Correlation of variable parvovirus capsid surface regions with tropism and pathogenicity determinants. (A) Variable regions 1 to 8 (highlighted in Fig. 5) were mapped onto MVMp_b VP2 icosahedral symmetry-related monomers as colored balls and labeled. Colors: red, ref; pink, twofold (2f); light to dark green, threefold (3f1 to 3f3); cyan, fivefold (5f1 to 5f4). (B) The Cα positions of residues implicated in tropism and pathogenicity determination for MVM, CPV/FPV, PPV, and AMDV are shown as colored balls mapped to MVMp_b VP2 icosahedral symmetry-related monomers.
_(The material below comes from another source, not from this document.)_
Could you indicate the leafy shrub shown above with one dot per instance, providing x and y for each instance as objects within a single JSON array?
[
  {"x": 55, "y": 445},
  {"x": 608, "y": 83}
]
Ball colors: red, MVM allotropic residues (317 and 321); blue, MVMi forward mutations conferring fibrotropism (residues 399, 553, and 558); yellow, CPV tropism and pathogenicity determinants, and proposed receptor attachment residues (residues 93, 300, and 323); black, CPV sialic acid binding residues (residues 377, 396, and 397); green, FPV tropism and pathogenicity determinants (residues 80, 564, and 568); pink, PPV tropism and pathogenicity determinants (residues 377, 388, and 434); orange, AMDV tropism and pathogenicity determinants (residues 352, 395, 434, and 534). The viral asymmetry unit, as defined in Fig. 2A, is shown in both panels. Both panels are shown approximately down the icosahedral twofold axes. This figure was generated by the BOBSCRIPT program (22).